Коротко описанный выше тип переводческой стратегии ставит, на мой взгляд, более общий вопрос об объеме и содержании понятия «автор». Речь, понятно, не о юридическом носителе авторского права, а об «авторе-в-тексте», авторе как внутритекстовой инстанции. В ситуации, в которой самоопределялся переводчик Гаспаров и которая здесь сейчас реконструируется, лирическое «я», выступающее эпигонским пережитком романтической эпохи, уже не может стать основанием для новационных, собственно авторских стратегий смыслопорождения. Отступают тут в их эпигонском виде и критерии оригинальности как «неповторимости» (запрет на цитацию, в том числе – из самого себя), однозначное отделение «своего» от «чужого» – кстати, не только в поэзии, но и в прозе.
Я бы противопоставил этой дихотомии «своего-чужого» понятие «общего». Этим понятием я условно обозначаю особый план текста, который выступает для данного текста порождающей средой, стимулом, обоснованием, причем речь идет о некоей зоне вненаходимости автора и разворачивающегося смысла, запредельной по отношению к любым готовым нормам языка и стиля, ожиданиям читателя[301]. Творческой проблемой и рабочей задачей «автора» собственно и становится определение того, как задать территорию этого общего, из каких материалов ее построить, в каких модусах она будет существовать в тексте. Автор здесь – создатель и сочетатель семантических пространств общего, он, можно сказать, изначально выступает переводчиком, дирижером, распорядителем языков и стилей. Он последовательно вводит чужое как свое, а свое воспроизводит в формах чужого.

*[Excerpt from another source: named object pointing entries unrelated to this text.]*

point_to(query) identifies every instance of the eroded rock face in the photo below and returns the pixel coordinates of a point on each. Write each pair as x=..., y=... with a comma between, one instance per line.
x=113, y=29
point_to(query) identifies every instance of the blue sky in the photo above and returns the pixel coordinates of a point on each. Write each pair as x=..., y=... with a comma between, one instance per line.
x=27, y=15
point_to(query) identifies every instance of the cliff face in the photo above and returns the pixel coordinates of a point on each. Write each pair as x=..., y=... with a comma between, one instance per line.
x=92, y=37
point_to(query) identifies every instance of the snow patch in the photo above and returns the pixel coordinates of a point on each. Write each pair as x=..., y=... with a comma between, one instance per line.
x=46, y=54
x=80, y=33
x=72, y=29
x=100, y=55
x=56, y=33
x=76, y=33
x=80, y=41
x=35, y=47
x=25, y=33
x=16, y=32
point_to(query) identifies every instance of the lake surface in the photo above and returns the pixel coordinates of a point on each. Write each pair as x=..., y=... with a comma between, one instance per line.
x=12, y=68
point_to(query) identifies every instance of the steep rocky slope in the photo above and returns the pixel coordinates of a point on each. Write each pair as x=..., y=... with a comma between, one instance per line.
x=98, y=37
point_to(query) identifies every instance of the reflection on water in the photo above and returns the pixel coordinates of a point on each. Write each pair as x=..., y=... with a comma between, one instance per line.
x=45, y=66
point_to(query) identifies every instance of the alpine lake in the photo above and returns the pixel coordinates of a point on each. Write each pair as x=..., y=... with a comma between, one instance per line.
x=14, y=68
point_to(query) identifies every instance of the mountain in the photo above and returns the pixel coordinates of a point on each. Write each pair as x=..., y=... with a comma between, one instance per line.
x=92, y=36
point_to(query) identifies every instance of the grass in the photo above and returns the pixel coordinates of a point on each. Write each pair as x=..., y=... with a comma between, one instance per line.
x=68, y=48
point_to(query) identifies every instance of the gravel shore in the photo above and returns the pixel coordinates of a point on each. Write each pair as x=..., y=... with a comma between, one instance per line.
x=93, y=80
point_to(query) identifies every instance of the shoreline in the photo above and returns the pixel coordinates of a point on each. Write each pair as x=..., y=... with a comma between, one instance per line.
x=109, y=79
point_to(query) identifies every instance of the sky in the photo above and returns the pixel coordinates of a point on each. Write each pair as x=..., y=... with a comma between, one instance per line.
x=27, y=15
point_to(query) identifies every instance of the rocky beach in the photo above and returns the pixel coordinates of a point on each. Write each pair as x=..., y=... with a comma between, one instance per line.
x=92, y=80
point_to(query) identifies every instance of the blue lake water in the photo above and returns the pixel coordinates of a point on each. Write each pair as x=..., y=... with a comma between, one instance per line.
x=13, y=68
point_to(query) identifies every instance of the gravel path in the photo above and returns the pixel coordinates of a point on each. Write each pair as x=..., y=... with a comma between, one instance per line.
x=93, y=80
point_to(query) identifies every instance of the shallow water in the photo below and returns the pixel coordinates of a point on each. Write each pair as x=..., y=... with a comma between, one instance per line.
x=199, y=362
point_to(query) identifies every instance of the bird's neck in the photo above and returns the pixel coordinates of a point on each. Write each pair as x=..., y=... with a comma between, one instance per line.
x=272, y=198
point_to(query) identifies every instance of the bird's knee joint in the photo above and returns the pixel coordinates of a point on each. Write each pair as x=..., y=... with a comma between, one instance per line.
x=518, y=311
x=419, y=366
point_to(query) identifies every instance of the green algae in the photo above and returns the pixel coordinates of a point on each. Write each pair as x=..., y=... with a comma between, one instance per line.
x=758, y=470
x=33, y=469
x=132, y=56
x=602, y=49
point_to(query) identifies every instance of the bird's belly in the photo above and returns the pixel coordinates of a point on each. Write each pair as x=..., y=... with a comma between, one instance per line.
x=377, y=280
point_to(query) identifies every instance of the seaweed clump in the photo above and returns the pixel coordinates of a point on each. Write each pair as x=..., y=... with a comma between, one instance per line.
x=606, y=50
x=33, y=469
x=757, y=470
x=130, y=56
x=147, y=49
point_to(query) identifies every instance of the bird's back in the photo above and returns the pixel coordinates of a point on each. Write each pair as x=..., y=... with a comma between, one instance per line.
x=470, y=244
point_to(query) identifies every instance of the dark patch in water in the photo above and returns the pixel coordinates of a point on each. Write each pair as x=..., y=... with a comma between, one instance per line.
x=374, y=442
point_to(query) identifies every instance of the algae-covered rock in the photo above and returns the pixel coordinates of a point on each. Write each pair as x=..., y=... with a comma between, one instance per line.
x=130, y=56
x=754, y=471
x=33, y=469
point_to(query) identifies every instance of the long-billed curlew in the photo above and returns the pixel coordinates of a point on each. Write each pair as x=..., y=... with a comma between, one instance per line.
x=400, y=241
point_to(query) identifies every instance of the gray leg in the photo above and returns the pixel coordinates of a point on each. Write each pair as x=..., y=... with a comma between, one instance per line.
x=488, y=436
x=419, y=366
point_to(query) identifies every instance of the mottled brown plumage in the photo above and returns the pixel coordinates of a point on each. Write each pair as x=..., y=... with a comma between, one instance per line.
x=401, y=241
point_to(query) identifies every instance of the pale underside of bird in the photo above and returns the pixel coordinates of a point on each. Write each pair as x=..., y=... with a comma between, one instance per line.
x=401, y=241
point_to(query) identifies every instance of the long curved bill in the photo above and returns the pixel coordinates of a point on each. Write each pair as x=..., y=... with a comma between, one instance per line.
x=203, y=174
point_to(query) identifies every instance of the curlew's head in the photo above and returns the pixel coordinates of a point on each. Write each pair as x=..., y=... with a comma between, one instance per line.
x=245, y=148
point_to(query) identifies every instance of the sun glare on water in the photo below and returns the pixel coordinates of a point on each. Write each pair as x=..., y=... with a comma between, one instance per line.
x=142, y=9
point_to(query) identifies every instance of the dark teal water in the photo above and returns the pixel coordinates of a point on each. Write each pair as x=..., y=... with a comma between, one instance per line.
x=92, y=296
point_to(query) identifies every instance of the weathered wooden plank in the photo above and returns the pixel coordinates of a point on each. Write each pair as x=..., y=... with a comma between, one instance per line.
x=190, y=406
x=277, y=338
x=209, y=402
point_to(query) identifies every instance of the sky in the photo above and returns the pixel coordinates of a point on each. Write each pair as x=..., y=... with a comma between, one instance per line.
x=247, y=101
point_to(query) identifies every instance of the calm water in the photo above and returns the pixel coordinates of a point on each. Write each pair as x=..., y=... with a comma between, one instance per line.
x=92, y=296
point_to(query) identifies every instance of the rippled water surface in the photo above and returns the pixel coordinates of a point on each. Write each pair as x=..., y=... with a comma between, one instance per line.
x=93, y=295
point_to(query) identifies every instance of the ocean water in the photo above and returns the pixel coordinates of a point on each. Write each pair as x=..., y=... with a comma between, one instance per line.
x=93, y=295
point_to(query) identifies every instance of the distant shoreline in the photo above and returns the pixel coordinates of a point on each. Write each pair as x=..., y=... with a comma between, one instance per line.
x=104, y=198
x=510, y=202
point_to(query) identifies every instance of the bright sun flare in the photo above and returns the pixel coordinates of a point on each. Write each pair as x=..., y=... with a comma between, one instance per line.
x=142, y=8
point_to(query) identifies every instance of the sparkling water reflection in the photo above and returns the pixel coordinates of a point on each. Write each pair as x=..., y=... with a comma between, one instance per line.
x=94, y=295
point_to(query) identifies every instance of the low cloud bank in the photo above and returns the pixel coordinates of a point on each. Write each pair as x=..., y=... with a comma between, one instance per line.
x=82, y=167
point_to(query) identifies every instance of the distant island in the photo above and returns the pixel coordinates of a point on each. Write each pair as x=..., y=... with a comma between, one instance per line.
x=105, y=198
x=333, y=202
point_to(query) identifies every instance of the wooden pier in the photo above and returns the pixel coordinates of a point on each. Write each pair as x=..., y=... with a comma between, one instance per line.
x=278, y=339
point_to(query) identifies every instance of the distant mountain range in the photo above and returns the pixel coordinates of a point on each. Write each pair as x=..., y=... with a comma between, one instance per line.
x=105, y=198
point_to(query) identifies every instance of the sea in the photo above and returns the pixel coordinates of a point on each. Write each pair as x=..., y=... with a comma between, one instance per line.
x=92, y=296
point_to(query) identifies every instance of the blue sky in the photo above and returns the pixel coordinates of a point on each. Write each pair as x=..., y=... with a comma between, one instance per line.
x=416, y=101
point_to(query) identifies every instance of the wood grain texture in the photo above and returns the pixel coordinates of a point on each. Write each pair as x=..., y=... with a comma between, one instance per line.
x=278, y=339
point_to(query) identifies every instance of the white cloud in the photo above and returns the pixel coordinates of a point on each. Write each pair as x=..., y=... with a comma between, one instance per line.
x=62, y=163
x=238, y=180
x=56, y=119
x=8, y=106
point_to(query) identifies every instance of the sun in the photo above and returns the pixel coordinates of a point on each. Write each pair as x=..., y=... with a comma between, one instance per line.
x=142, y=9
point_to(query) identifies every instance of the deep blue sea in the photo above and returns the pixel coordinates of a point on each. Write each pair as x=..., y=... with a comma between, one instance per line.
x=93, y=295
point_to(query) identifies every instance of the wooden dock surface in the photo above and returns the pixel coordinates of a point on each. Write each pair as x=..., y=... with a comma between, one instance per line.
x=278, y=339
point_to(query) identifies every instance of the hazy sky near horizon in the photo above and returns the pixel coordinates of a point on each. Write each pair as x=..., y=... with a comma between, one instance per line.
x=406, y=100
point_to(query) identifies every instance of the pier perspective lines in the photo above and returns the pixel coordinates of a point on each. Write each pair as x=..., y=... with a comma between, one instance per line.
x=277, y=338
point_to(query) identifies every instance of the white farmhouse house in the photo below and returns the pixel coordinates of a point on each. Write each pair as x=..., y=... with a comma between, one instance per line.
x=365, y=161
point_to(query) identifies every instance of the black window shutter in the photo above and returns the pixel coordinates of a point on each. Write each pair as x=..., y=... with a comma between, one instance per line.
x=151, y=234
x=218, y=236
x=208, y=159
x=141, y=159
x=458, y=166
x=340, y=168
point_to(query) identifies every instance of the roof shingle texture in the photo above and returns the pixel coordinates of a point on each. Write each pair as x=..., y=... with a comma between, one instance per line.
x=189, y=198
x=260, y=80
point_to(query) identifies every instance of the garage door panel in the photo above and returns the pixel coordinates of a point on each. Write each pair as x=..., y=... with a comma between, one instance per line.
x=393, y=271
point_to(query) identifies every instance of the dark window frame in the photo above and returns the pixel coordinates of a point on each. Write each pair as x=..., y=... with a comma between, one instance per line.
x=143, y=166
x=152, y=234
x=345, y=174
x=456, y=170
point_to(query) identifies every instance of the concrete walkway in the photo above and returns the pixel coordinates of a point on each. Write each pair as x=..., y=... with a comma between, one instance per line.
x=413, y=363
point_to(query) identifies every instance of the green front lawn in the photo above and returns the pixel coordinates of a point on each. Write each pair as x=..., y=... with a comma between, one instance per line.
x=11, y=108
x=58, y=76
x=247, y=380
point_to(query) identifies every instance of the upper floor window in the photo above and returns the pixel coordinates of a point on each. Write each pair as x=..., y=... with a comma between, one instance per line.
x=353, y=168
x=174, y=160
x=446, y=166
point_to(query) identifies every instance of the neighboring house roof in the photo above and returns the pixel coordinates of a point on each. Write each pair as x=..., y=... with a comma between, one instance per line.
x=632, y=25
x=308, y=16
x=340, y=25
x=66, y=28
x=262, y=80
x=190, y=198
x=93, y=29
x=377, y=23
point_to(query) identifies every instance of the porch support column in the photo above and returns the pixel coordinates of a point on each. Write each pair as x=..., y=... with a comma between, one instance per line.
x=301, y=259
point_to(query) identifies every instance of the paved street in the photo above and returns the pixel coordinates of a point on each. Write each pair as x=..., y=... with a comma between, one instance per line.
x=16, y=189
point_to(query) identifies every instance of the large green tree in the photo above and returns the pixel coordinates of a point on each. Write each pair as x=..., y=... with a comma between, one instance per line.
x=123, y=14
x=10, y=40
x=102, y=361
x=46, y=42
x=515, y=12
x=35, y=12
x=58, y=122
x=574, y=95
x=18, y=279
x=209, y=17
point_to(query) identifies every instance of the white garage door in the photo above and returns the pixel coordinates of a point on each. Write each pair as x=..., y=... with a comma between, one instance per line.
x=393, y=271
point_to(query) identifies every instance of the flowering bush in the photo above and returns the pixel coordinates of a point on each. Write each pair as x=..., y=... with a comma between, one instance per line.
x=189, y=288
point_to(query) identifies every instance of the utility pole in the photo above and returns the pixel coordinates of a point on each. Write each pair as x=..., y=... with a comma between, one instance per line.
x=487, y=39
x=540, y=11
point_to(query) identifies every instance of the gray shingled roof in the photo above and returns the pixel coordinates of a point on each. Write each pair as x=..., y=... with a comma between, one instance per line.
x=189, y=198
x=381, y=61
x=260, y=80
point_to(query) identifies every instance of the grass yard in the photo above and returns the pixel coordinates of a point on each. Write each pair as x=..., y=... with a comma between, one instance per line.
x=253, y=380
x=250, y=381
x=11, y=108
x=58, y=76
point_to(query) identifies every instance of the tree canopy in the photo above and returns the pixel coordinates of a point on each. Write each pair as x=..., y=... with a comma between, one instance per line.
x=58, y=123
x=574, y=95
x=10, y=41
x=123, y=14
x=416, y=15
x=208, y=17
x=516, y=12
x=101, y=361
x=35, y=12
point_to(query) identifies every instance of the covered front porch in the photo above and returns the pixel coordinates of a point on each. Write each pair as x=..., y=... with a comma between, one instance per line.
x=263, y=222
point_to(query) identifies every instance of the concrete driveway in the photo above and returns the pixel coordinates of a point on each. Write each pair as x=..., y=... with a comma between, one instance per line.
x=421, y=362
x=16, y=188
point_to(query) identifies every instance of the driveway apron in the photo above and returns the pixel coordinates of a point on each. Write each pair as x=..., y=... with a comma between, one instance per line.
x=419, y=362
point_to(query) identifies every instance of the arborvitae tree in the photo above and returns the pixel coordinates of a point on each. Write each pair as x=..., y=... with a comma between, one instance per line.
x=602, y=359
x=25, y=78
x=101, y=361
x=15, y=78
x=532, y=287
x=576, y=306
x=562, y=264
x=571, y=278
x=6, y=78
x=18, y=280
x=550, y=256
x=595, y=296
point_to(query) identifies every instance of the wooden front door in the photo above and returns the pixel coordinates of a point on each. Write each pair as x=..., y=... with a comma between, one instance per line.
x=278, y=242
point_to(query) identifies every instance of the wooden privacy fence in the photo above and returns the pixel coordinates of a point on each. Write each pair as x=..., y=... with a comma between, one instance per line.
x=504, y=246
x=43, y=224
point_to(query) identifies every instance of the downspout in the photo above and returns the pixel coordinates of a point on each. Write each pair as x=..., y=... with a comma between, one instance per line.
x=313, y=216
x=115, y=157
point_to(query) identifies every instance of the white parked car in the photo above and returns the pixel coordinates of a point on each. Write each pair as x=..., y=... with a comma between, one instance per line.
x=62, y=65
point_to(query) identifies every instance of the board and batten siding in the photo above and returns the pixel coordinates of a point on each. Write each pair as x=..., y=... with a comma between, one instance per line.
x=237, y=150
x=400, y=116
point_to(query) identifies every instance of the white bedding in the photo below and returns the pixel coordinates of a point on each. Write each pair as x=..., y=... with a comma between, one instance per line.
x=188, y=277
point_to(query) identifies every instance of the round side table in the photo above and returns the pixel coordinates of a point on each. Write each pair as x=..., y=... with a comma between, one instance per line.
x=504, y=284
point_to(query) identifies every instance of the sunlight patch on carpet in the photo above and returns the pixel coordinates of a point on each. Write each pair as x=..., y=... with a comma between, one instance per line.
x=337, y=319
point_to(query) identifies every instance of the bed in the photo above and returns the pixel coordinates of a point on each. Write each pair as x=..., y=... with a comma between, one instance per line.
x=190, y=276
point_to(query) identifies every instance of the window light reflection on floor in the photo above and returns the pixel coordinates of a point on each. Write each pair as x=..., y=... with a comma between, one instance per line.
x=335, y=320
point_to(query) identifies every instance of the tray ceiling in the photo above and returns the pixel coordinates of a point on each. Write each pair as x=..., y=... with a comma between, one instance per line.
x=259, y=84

Характерна в этом плане генеральная стратегия гаспаровских «Записей и выписок» (ср., впрочем, замысел того, кто мог бы стать началом модерной эпохи в русской поэзии, – записную книжку Батюшкова «Чужое – мое сокровище»[302]). Традиция в подобных случаях не используется, а, пользуясь популярным термином Э. Хобсбаума, изобретается. Она в этом смысле может быть вполне фиктивной. Так, например, фиктивны, в смысле – не существуют как снятые, те фильмы, к воображаемым и тут же узнаваемым кадрам которых отсылают известные фотографии Синди Шерман, составившие серию «Кадры из фильмов»[303]. Больше того, общее может принципиально задаваться и все более последовательно задается тут в модусе отсутствующего – как утрата и невозможность, осмысленное и напряженное отношение к которым становится тем не менее основой (воображаемой) общности и (символической) коммуникации с этим невидимым сообществом. «Для меня уже всё – аллегория», – писал, напомню, Бодлер («…tout pour moi devient allégorie…» – «Le Cygne», «Tableaux Parisiens», LXXXIX), утвердивший и задавший надолго вперед этот новый тип художественной коммуникации в горизонте исчезновения. Утрата здесь – аллегория общей судьбы, а герой – воплощение не доблести, но, напротив, подверженности вреду, уязвимости, хрупкости и, значит, олицетворение ответной милости к хрупкому. Пожалуй, я не подберу тут лучшего, уже постмодерного примера, чем «Fragileeconciliante», заключающее «Lamentate» Арво Пярта.